If you have not seen a CLL specialist, obtain a referral and

appointment. The average community practice

hematologist/oncologist does not see enough CLL to be a

reliable evaluator and treater. This arises from the the

wide range of courses the disease can take, including a

very large list of possible complications that arise out of

the immune system dysfunction inherent in CLL. A CLL

researcher-clinician is the most experienced, focused,

knowledgeable specialist, likely to be alert to unusual

circumstances, and connected to a world-wide network of

similarly qualified CLL specialists.

When you were diagnosed, did you have a complete workup?

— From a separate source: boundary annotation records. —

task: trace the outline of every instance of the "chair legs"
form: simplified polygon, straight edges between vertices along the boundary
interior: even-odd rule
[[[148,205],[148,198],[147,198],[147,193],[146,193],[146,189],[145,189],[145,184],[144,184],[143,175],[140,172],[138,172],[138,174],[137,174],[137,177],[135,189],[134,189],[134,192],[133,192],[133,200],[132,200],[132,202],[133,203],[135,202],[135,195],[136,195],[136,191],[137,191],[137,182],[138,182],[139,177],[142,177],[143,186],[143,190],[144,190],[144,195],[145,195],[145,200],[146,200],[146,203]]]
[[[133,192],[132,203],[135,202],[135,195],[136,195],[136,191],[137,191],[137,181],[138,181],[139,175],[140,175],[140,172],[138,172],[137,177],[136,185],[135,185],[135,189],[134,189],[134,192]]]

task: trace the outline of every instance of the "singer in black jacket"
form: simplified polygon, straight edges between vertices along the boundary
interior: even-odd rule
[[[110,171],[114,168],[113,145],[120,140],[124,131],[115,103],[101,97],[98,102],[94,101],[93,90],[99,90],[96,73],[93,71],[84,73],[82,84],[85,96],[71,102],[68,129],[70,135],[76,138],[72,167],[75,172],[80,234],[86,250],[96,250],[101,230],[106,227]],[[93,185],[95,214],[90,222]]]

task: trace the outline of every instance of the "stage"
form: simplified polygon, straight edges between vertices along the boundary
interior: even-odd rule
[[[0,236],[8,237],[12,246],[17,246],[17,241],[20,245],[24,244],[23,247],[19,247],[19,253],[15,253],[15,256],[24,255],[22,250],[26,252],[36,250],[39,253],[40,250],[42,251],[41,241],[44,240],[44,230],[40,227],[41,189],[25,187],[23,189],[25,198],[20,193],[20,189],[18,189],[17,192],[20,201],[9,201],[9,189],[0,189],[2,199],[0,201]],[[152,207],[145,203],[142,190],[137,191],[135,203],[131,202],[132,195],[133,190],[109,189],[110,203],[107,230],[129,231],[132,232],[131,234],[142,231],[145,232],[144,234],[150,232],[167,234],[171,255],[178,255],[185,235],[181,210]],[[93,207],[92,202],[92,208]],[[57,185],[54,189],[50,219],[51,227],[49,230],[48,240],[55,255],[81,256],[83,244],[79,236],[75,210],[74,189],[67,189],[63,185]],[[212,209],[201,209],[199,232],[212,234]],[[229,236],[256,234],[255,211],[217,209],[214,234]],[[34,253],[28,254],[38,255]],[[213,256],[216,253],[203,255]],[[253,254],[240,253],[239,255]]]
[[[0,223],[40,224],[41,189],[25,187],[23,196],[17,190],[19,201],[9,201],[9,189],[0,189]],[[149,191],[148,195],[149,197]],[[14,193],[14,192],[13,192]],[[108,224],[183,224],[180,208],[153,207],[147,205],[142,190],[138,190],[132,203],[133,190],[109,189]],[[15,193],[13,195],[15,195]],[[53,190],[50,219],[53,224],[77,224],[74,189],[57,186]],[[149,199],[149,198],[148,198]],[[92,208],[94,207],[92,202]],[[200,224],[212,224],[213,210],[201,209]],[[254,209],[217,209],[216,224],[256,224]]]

CBC and CMP, FISH, flow cytometry, quantitative

immunoglobulins, B2M, LDH, CD38 and ZAP-70? These tests are

important for characterizing your individual CLL, for

establishing a baseline, and for detecting comorbidities

and/or complications. The FISH results, and other tests,

can influence the timing and type of treatment in some

cases. Given emerging lymphocytosis, updating at least some

of these tests is now appropriate, especially the CBC and

CMP, LDH and B2M. In some few cases, depending on your

circumstances, a CT scan and bone marrow biopsy may be

appropriate, as well.

While swollen lymph nodes are generally not an emergency,

when they emerge it is time for a follow up visit to

determine the rate and nature of progress of your disease.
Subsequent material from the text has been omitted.